Von Katja Laska und Belinda Petri
Vom Global Player über kleine Handwerksbetriebe bis zur Eventagentur, seit kurzem sogar eine Brauerei – auf dem fünf Hektar großen Gelände mit den roten Backsteingebäuden hinter der Jülicher Straße erinnert nur noch wenig an die ursprüngliche Nutzung. Allein der Name „Alter Schlachthof“ verrät, was hier im letzten Jahrhundert los war.
Heute, während sich Supermärkte und Discounter wie Perlen an der Schnur reihen und Lebensmittel immer und überall verfügbar sind, kaum vorstellbar, aber seit der Industrialisierung ein (überlebens-)wichtiger Faktor: Die Versorgung der Stadtbevölkerung mit Fleisch.
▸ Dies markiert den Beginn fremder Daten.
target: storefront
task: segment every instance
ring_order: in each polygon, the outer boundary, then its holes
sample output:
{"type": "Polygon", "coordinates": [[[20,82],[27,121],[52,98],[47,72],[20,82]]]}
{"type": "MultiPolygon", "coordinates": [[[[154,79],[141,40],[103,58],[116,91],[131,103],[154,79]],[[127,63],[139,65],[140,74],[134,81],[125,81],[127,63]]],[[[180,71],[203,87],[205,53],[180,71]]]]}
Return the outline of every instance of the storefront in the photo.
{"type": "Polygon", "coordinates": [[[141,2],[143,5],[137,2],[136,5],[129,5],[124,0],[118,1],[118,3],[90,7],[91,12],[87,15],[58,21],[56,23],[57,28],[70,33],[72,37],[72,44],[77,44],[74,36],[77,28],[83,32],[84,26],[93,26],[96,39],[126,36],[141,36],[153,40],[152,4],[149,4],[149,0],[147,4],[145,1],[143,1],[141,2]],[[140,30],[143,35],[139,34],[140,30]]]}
Die Anfänge der Schlachterei-Geschichte Aachens liegen in der Kockerellstraße, 1841 gab es auch ein Schlachthaus am Lindenplatz. Der zentrale Vieh- und Schlachthof der Stadt entstand Ende des 19. Jahrhunderts allerdings an der Metzgerstraße.
Neuer Platz
Die Gründe? Ganz simpel: Die Innenstadt war für Anlieferungen im großen Stil nicht gut genug ausgebaut, hinzu kamen Lärmbelästigung und natürlich der Gestank. Seit 1894 kamen Groß- und Kleinvieh aus Norddeutschland und dem Ausland in Waggons über die damalige Schienentrasse in Aachens Norden und damit wie die Aachener Volkszeitung zum 60-jährigen Jübiläum des Schlachthofs titelte „Von der Rampe zur Schlachtbank“. Das Areal, das für damalige Verhältnisse sehr modern ausgestattet war – es gab bereits elektrische Beleuchtung – war in zwei Bereiche unterteilt: Die Hallen für Lebendvieh und der Schlachtbetrieb. Rund um die Metzgerstraße befanden sich zwei Schlachthallen, ein Kühlhaus, eine Maschinenhalle sowie Räume für die Herstellung von Klareis und zur eigenen Energieversorgung. Außerdem: eine Kuttlerei und ein Düngerhaus. In den 1920er-Jahren wurde der Schlachthof um die Fleischabholhalle mit Uhrenturm aus Ziegelstein und Beton an der Ecke Metzgerstraße/Feldstraße erweitert, 1935 eröffnete die Aachener Bank am Schlachthof ihre erste Zweigstelle.
Bis 1977 war der Schlachthof in städtischer Hand, danach wurde er mit Stimmen der CDU und FDP – die SPD war dagegen – privatisiert und an die Vieh- und Fleischversorgung Aachen verpachtet, Teile der Anlagen modernisiert und an EU-Richtlinien angepasst. Die Idee dahinter: Der Aachener Bevölkerung eine Gemeinschaftsaufgabe geben. Optimistisch hoffte man, „der Schlachthof wird nicht sterben“, schrieb die Aachener Volkszeitung im Frühjahr 1977.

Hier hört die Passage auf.